The Medicago truncatula DMI1 protein modulates cytosolic calcium signaling.

In addition to establishing symbiotic relationships with arbuscular mycorrhizal fungi, legumes also enter into a nitrogen-fixing symbiosis with rhizobial bacteria that results in the formation of root nodules. Several genes involved in the development of both arbuscular mycorrhiza and legume nodulation have been cloned in model legumes. Among them, Medicago truncatula DMI1 (DOESN'T MAKE INFECTIONS1) is required for the generation of nucleus-associated calcium spikes in response to the rhizobial signaling molecule Nod factor. DMI1 encodes a membrane protein with striking similarities to the Methanobacterium thermoautotrophicum potassium channel (MthK). The cytosolic C terminus of DMI1 contains a RCK (regulator of the conductance of K(+)) domain that in MthK acts as a calcium-regulated gating ring controlling the activity of the channel. Here we show that a dmi1 mutant lacking the entire C terminus acts as a dominant-negative allele interfering with the formation of nitrogen-fixing nodules and abolishing the induction of calcium spikes by the G-protein agonist Mastoparan. Using both the full-length DMI1 and this dominant-negative mutant protein we show that DMI1 increases the sensitivity of a sodium- and lithium-hypersensitive yeast (Saccharomyces cerevisiae) mutant toward those ions and that the C-terminal domain plays a central role in regulating this response. We also show that DMI1 greatly reduces the release of calcium from internal stores in yeast, while the dominant-negative allele appears to have the opposite effect. This work suggests that DMI1 is not directly responsible for Nod factor-induced calcium changes, but does have the capacity to regulate calcium channels in both yeast and plants.

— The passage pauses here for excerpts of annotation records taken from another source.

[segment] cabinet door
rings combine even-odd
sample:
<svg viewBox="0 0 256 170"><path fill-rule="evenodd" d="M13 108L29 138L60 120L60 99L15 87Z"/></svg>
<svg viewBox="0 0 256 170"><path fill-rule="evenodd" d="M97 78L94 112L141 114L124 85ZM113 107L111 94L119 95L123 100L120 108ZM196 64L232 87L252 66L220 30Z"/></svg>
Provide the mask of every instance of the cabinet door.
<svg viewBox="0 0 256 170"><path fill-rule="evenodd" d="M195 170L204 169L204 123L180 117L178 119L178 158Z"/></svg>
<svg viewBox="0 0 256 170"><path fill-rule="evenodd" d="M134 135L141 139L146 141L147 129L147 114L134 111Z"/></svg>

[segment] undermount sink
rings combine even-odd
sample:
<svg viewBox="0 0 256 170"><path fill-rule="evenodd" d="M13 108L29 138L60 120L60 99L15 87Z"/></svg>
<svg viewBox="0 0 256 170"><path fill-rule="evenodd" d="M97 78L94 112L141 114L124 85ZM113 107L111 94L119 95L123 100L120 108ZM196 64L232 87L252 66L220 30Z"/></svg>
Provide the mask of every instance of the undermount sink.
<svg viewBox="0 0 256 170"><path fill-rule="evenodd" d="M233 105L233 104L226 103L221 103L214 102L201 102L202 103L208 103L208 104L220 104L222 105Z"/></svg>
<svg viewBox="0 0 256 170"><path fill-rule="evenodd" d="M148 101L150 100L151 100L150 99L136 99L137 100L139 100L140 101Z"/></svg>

Medicago truncatula DMI1 required for bacterial and fungal symbioses in legumes.

Legumes form symbiotic associations with both mycorrhizal fungi and nitrogen-fixing soil bacteria called rhizobia. Several of the plant genes required for transduction of rhizobial signals, the Nod factors, are also necessary for mycorrhizal symbiosis. Here, we describe the cloning and characterization of one such gene from the legume Medicago truncatula. The DMI1 (does not make infections) gene encodes a novel protein with low global similarity to a ligand-gated cation channel domain of archaea. The protein is highly conserved in angiosperms and ancestral to land plants. We suggest that DMI1 represents an ancient plant-specific innovation, potentially enabling mycorrhizal associations.